En effet, le DSA, ou plutôt le Digital Services Act, est une proposition de règlement européen qui vise à préciser la responsabilité des plateformes numériques au regard des risques qu’elles induisent pour leurs utilisateurs dans la diffusion de contenus et produits illicites, dangereux ou contrefaits.
L’ambition est grande, la route semble tracée mais le risque d’une sortie de route dont le secteur de la culture et de la création pourrait être l’une des victimes n’est malheureusement pas exclu.
La crainte s’est exprimée en France à travers une tribune collective publiée le 10 février dernier et signée par 61 entreprises et organisations professionnelles représentant aussi bien l’audiovisuel, le cinéma, la musique que l’édition littéraire et autant les salariés, les artistes, les auteurs que les producteurs ou les éditeurs.
Il faut dire que les textes aujourd’hui sur la table des discussions ont de quoi inquiéter celles et ceux qui ne veulent pas d’une Europe moins-disante dans la protection de ses œuvres. Ils dessinent une nouvelle régulation qui affaiblirait considérablement la responsabilité des plateformes et compliquerait la capacité des ayants-droits à obtenir le retrait des œuvres piratées.

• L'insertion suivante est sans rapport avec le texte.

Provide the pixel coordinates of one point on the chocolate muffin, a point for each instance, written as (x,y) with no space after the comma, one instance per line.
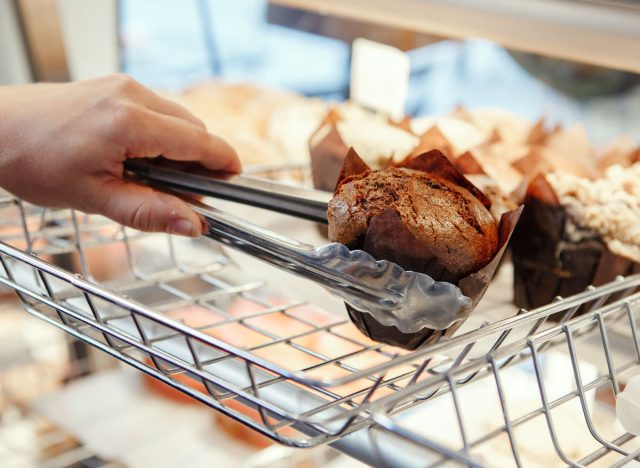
(455,231)
(426,217)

Il suffit de deux exemples pour s’en convaincre. Alors que le DSA entend renforcer la sécurité et la confiance en ligne, les députés ont adopté une disposition prévoyant qu’après notification par les ayant droits de la présence d’une œuvre piratée, la règle pour le service numérique serait…de ne rien faire et d’attendre que l’évaluation de la légalité aille à son terme. Les mêmes précisent que Les fournisseurs de ces services ne seraient évidemment pas tenus responsables du fait du non-retrait des programmes notifiés. Cette disposition marquerait un incroyable retour en arrière et une incitation pour les acteurs du numérique à rester passifs face à la piraterie qui peut se développer sur leurs services.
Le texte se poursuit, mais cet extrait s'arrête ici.